Memory-induced transition from a persistent random walk to circular motion for achiral microswimmers

TL;DR

This study reveals that achiral microswimmers in viscoelastic fluids transition from random to circular motion due to memory effects, with their dynamics controllable by propulsion speed, challenging previous assumptions about symmetry and motion.

Contribution

The paper demonstrates experimentally and theoretically that memory effects in viscoelastic fluids induce a transition to circular motion in achiral microswimmers, a phenomenon not observed in Newtonian fluids.

Findings

Achiral microswimmers exhibit a transition to circular motion above a critical speed.

Circular orbits can spontaneously reverse direction and depend non-linearly on propulsion speed.

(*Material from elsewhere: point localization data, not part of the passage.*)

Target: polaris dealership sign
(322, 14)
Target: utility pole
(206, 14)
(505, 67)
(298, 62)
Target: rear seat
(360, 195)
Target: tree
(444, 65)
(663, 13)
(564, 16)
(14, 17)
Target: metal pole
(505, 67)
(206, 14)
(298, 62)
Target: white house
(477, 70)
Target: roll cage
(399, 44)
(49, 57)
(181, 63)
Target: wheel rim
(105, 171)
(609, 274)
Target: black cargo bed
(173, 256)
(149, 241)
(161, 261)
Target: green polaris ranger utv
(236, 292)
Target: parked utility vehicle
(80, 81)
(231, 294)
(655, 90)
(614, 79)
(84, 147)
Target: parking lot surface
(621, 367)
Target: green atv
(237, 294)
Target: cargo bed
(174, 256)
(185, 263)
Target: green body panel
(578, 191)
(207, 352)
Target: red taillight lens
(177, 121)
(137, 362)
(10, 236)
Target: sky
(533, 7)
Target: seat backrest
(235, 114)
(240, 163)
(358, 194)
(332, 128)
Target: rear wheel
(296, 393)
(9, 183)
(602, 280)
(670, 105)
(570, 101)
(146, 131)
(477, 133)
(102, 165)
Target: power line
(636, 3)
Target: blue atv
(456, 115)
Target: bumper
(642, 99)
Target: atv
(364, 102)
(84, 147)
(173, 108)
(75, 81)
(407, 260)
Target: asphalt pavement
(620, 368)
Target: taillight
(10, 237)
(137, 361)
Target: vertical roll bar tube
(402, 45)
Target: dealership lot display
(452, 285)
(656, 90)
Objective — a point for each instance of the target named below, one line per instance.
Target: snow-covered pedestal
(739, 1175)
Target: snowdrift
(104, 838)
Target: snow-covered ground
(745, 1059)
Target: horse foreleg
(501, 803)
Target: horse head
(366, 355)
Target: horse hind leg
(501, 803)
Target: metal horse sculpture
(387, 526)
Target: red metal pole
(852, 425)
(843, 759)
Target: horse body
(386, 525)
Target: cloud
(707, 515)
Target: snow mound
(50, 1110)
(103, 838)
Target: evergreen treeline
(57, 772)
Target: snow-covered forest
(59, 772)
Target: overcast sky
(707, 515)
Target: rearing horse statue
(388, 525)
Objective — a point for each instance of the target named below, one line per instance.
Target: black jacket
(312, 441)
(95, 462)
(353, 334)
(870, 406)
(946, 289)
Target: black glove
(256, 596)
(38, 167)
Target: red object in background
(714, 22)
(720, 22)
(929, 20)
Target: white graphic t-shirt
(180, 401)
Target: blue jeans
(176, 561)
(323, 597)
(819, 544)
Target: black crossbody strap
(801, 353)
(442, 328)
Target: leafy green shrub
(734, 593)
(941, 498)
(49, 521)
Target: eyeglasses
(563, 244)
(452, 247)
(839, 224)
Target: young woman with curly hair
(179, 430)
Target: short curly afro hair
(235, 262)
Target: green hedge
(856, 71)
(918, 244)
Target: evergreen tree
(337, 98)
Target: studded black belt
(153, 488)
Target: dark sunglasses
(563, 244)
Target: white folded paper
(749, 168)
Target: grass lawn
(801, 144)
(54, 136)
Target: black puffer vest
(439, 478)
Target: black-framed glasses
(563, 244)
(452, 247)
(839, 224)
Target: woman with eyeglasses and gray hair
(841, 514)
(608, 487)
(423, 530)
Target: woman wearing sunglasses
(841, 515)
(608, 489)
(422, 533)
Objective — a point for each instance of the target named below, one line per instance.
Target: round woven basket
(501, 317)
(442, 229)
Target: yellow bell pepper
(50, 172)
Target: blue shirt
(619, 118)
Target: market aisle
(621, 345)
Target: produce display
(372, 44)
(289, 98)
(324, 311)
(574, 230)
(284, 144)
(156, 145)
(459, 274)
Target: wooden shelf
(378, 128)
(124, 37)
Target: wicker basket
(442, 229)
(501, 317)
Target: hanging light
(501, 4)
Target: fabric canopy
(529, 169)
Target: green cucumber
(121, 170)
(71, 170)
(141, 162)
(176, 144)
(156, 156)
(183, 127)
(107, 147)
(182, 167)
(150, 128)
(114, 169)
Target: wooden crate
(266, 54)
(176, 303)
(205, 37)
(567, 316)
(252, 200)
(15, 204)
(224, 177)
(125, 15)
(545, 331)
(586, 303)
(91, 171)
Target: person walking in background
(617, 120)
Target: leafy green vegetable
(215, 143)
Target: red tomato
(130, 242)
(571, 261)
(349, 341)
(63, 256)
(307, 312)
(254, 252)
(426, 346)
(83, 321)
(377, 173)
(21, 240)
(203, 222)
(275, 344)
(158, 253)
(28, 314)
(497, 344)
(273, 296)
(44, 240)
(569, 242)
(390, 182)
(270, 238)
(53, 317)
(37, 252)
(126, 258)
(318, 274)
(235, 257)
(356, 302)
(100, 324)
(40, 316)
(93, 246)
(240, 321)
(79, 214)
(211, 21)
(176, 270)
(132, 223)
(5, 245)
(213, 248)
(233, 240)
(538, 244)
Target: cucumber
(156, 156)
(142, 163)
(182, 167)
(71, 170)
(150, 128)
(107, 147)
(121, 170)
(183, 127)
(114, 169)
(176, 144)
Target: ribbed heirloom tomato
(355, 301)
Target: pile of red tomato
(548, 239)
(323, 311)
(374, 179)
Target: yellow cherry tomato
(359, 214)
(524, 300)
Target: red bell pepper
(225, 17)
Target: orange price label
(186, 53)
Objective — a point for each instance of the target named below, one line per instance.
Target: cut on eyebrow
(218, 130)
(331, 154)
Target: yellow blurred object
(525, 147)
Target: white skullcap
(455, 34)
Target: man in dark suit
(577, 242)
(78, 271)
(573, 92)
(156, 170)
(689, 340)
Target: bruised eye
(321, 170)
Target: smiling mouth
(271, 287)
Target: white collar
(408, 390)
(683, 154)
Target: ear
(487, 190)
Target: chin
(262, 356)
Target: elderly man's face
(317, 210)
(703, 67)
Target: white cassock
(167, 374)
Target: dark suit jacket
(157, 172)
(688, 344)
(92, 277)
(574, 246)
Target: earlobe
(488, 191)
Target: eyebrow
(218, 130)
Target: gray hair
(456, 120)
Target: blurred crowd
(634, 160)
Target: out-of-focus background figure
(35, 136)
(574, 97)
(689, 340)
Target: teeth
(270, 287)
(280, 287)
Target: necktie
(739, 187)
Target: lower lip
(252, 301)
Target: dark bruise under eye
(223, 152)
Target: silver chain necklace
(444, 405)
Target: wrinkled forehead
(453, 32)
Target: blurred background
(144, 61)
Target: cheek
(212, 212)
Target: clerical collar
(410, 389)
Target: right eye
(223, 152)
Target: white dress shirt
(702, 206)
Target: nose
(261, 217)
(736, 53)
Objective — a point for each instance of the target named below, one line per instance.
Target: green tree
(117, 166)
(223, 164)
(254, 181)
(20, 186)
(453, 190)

Memory effects in viscoelastic fluids cause non-Markovian dynamics leading to this transition.

Abstract

We experimentally study the motion of light-activated colloidal microswimmers in a viscoelastic fluid. We find that, in such a non-Newtonian environment, the active colloids undergo an unexpected transition from enhanced angular diffusion to persistent rotational motion above a critical propulsion speed, despite their spherical shape and stiffness. We observe that, in contrast to chiral asymmetric microswimmers, the resulting circular orbits can spontaneously reverse their sense of rotation and exhibit an angular velocity and a radius of curvature that non-linearly depend on the propulsion speed. By means of a minimal non-Markovian Langevin model for active Brownian motion, we show that these non-equilibrium effects emerge from the delayed response of the fluid with respect to the self-propulsion of the particle without counterpart in Newtonian fluids.